EU Fines Temu €200 Million Over Dangerous Products

The European Union fined Chinese online retailer Temu €200 million ($232 million) on Thursday under its Digital Services Act, marking only the second penalty ever issued under the landmark legislation, following a €120 million fine against Elon Musk’s X platform last year. EU regulators found that Temu, which has between 92 and 130 million users across the bloc since entering the European market in 2023, failed to properly identify and assess the systemic risks of illegal products being sold on its platform, including baby toys containing chemicals exceeding legal safety limits, choking hazards, and electronic chargers that failed basic safety tests.
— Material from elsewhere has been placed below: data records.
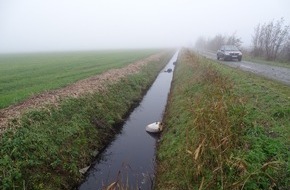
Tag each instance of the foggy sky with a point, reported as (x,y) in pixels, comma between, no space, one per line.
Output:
(63,25)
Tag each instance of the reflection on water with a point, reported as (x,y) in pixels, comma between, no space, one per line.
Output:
(130,158)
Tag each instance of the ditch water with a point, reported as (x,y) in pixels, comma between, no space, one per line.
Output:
(130,158)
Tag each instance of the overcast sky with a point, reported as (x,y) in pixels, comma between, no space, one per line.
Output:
(56,25)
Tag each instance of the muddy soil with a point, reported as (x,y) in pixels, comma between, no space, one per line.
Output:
(93,84)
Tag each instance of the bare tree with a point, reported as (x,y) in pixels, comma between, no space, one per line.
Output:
(269,38)
(234,40)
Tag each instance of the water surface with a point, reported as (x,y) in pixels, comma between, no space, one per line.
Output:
(130,158)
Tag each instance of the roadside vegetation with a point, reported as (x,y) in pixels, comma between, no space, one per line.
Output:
(224,129)
(270,43)
(24,75)
(51,144)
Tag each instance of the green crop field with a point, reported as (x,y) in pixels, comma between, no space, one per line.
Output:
(24,75)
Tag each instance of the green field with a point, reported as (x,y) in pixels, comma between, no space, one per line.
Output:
(50,145)
(23,75)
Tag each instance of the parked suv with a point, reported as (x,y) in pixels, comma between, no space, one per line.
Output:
(229,52)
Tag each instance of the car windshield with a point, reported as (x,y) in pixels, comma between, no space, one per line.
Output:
(231,48)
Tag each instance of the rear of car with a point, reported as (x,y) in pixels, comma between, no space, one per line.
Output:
(229,52)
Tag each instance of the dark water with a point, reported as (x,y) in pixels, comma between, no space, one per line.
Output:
(130,158)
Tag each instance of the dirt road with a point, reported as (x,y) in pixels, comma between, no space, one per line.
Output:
(280,74)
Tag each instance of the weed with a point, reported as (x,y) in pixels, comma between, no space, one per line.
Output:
(224,129)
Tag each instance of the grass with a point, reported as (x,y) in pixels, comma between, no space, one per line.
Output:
(24,75)
(265,62)
(225,129)
(51,145)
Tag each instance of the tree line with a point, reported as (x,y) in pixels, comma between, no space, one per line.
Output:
(270,41)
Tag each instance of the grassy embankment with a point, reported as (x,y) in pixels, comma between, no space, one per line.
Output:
(225,129)
(51,145)
(25,75)
(260,60)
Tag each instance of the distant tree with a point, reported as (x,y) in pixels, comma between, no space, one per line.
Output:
(215,43)
(285,51)
(200,43)
(234,40)
(269,39)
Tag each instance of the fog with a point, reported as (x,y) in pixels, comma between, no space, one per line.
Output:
(65,25)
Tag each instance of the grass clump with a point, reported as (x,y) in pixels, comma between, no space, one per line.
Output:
(51,145)
(218,136)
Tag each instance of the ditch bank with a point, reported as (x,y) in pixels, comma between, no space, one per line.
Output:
(45,148)
(225,129)
(129,161)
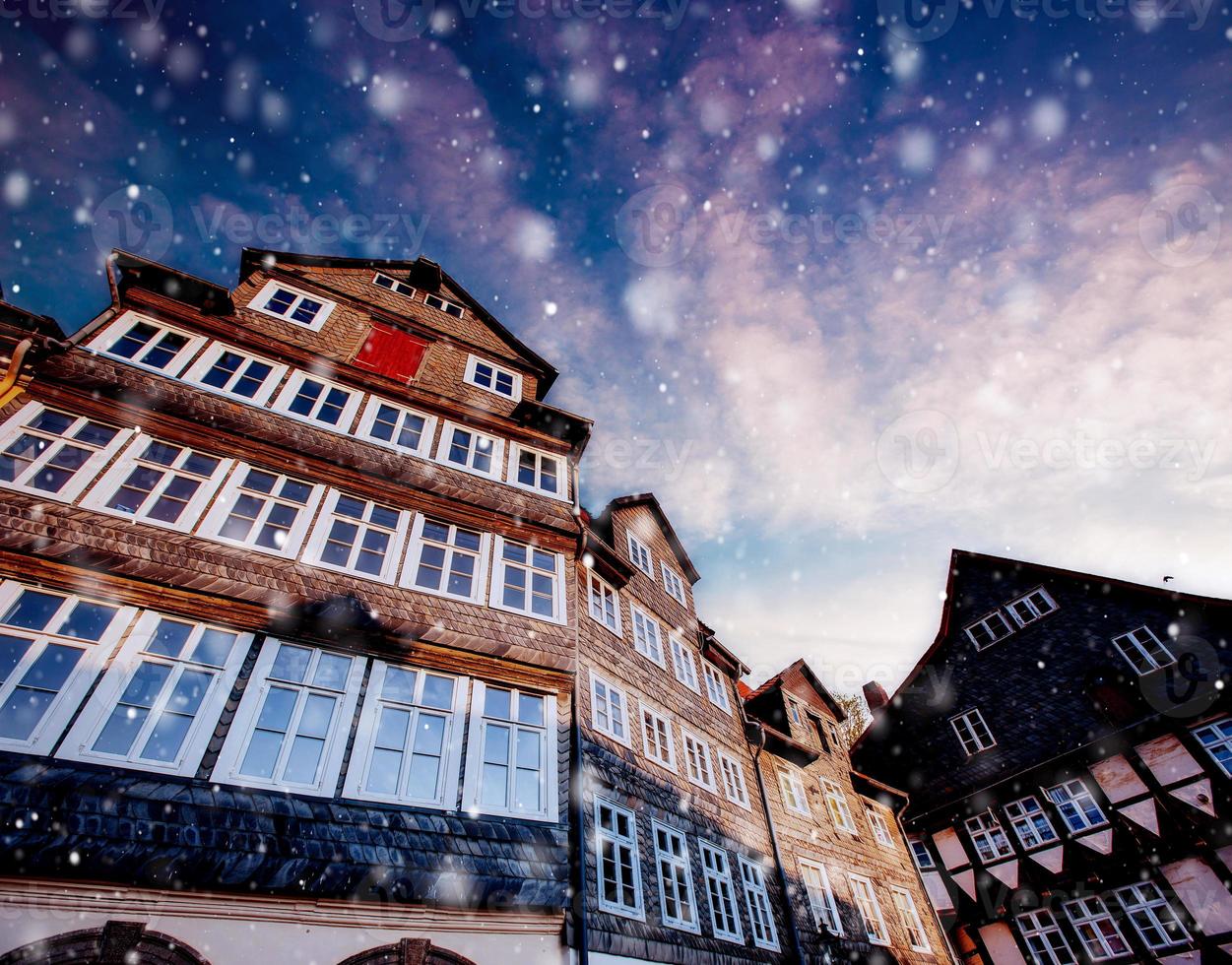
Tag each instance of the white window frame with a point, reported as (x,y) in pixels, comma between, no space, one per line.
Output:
(263,297)
(230,758)
(358,769)
(95,715)
(206,361)
(94,655)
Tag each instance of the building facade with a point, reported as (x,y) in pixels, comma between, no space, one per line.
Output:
(1067,748)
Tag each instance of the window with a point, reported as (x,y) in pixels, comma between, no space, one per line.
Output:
(263,510)
(646,636)
(756,904)
(50,647)
(528,581)
(676,879)
(235,373)
(397,427)
(1143,650)
(820,896)
(988,837)
(147,343)
(50,452)
(835,803)
(538,472)
(357,537)
(604,607)
(493,378)
(1031,826)
(911,920)
(698,768)
(870,910)
(1100,936)
(972,733)
(157,706)
(1076,807)
(991,630)
(312,400)
(511,765)
(445,559)
(618,869)
(293,720)
(641,554)
(160,483)
(1045,939)
(470,451)
(609,709)
(673,584)
(1152,916)
(1030,608)
(717,869)
(409,740)
(292,304)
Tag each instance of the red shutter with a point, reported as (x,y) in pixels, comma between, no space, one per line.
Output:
(392,353)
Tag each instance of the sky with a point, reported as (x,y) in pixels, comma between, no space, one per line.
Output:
(844,285)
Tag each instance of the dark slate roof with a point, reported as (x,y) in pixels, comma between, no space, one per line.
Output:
(155,831)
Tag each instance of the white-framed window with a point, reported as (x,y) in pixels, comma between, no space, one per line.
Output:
(756,904)
(52,646)
(639,553)
(820,896)
(911,920)
(990,630)
(160,483)
(618,868)
(538,471)
(647,638)
(1030,823)
(471,451)
(716,868)
(1076,806)
(528,581)
(408,745)
(52,454)
(698,767)
(609,710)
(1097,929)
(293,720)
(988,837)
(147,343)
(835,803)
(292,304)
(1045,938)
(235,373)
(396,426)
(357,537)
(972,731)
(1143,651)
(603,602)
(313,400)
(160,700)
(657,740)
(870,910)
(446,559)
(677,900)
(673,584)
(263,510)
(1030,607)
(732,773)
(1152,916)
(510,768)
(716,686)
(493,378)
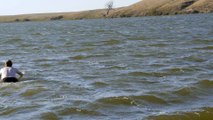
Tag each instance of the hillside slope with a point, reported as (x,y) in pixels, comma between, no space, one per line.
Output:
(142,8)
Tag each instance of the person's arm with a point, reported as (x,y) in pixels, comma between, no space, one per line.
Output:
(20,74)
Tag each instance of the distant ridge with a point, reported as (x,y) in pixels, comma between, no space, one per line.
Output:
(142,8)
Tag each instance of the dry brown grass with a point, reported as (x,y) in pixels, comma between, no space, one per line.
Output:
(142,8)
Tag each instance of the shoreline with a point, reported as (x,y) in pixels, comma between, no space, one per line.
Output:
(140,9)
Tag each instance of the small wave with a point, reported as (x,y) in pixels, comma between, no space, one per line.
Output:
(147,74)
(32,92)
(186,91)
(10,110)
(206,83)
(79,57)
(99,84)
(203,114)
(158,45)
(150,98)
(194,59)
(37,34)
(82,57)
(205,48)
(138,38)
(111,42)
(71,111)
(132,100)
(49,116)
(199,41)
(122,100)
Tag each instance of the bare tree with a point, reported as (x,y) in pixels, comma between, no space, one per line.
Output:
(109,6)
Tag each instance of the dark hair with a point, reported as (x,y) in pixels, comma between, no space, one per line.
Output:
(9,63)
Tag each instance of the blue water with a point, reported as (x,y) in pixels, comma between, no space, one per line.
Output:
(130,68)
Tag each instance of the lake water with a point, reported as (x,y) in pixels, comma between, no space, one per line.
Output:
(155,68)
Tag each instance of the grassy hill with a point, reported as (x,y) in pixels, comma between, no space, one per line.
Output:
(142,8)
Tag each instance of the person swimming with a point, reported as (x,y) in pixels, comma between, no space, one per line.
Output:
(8,73)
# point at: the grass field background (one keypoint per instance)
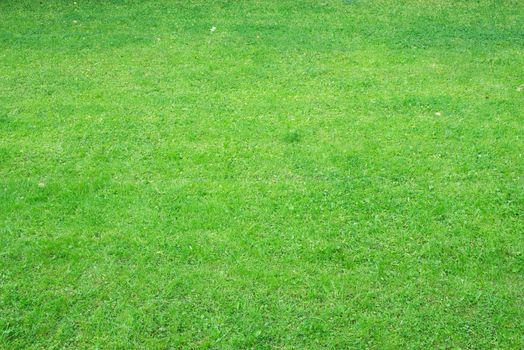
(311, 174)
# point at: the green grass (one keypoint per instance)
(313, 174)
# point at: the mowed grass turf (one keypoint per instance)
(310, 174)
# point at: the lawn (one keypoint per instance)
(265, 174)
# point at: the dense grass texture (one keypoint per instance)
(271, 174)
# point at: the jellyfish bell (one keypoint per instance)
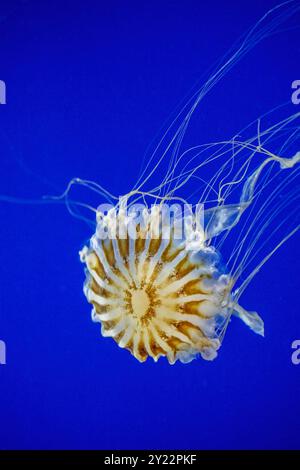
(156, 295)
(167, 292)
The European Commission’s executive vice president described Temu’s risk assessment as lacking specificity, not grounded in evidence, and leaving regulators and the public “in the dark about the true scale of potential harm.” Temu disputed the fine, calling it disproportionate and arguing that it does not reflect the current state of its systems, while noting it had engaged constructively with the Commission throughout the process. The company has until the end of August to submit a remediation action plan, and faces the prospect of additional daily, weekly, or monthly fines if it fails to comply. Under the DSA, fines can reach as high as 6% of a company’s total worldwide annual turnover, against Temu’s reported revenues of $61.7 billion last year, full exposure would represent nearly $3.7 billion.